# Make ADMIN2 malaria data (can only do it for places years in stage 2 malaria df if easier)

# Ingredients
 - stage 2 malaria df locations / years
 - population at all hierearchy from lsae to fhs
 - malaria at fhs

# Get stage 2 malaria_df
# Get the as population for those places
# Merge
# Everyone in a place / year gets the same pfpr
# Model incidence and 

In [1]:
import pandas as pd
import itertools

In [2]:
cause_map = {
    "malaria":{
        "cause_id": 345
    },
    "dengue": {
        "cause_id": 357
    }
}

measure_map = {
    "mortality": {
        "measure_id": 1,
        "name": "mortality",
        "rate_name": "Mortality rate",
        "count_name": "Deaths"
    },
    "incidence": {
        "measure_id": 6, 
        "name": "incidence",
        "rate_name": "Incidence rate",
        "count_name": "Cases"
    }
}

metric_map = {
    "rate": {
        "name": "rate",
        "metric_id": 3
    },
    "count": {
        "name": "count",
        "metric_id": 1
    },
}

age_type_map = {
    "all_ages": {
        "name": "All Ages",
        "age_type": "aa"
    },
    "age_specific": {
        "name": "Age-specific",
        "age_type": "as"
    }
}

In [3]:
PROCESSED_DATA_PATH = "/mnt/team/idd/pub/forecast-mbp/02-processed_data"
MODELING_DATA_PATH = "/mnt/team/idd/pub/forecast-mbp/03-modeling_data"
FHS_DATA_PATH = f"{PROCESSED_DATA_PATH}/age_specific_fhs"
FORECASTING_DATA_PATH = "/mnt/team/idd/pub/forecast-mbp/04-forecasting_data"

hierarchy_df_path = f"{FORECASTING_DATA_PATH}/hierarchy_lsae_1209_full.parquet"
fhs_hierarchy_df_path = f"{FHS_DATA_PATH}/fhs_hierarchy.parquet"
age_metadata_df_path = f"{FHS_DATA_PATH}/age_metadata.parquet"
fhs_data_key = "{age_type}_cause_id_{cause_id}_measure_id_{measure_id}_metric_id_{metric_id}_fhs.parquet"
look_uptable_df_path = f"{FHS_DATA_PATH}/lsae_to_fhs_table.parquet"

In [4]:
as_lsae_population_df_path = f"{MODELING_DATA_PATH}/as_lsae_population_df.parquet"
malaria_stage_2_modeling_df_path = "{MODELING_DATA_PATH}/malaria_stage_2_modeling_df.parquet"

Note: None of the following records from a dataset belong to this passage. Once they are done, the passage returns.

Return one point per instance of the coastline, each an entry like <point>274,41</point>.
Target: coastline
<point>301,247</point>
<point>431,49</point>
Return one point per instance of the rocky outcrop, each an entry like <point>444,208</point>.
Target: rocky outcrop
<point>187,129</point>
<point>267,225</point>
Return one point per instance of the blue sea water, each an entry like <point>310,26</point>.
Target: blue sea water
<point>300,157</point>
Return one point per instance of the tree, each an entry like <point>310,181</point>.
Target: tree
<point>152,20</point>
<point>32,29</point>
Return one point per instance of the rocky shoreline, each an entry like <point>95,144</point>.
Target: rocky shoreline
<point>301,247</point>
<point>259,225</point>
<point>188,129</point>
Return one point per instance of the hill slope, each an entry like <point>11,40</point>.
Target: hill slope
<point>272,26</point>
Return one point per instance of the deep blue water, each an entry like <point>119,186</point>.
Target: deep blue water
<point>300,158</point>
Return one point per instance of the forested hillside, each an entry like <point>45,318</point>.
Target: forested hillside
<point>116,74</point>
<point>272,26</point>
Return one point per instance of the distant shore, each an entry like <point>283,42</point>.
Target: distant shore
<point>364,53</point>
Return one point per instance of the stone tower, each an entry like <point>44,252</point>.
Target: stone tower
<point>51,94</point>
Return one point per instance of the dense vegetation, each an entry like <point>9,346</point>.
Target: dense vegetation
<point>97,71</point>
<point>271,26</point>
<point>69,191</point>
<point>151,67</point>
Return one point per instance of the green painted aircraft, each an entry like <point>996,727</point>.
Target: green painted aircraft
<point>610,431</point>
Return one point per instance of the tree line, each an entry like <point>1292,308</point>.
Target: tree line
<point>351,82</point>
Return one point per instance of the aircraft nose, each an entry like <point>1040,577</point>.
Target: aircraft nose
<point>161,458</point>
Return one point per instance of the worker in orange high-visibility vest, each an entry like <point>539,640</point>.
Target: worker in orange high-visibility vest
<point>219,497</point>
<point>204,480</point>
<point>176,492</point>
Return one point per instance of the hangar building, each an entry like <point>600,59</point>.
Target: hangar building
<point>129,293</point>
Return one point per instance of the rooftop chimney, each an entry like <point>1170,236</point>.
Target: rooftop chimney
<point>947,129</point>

def ensure_id_columns_are_integers(df):
    """
    Ensures that any column ending with '_id' is cast to integer type.
    """
    for col in df.columns:
        if col.endswith('_id') and pd.api.types.is_float_dtype(df[col].dtype):
            df[col] = pd.to_numeric(df[col], errors='coerce').astype('Int64')  # Capital I
    return df
def read_parquet_with_integer_ids(path, **kwargs):
    """Read a parquet file and ensure ID columns are integers."""
    df = pd.read_parquet(path, **kwargs)
    return ensure_id_columns_are_integers(df)

In [5]:
# Load the data
fhs_hierarchy_df = read_parquet_with_integer_ids(fhs_hierarchy_df_path)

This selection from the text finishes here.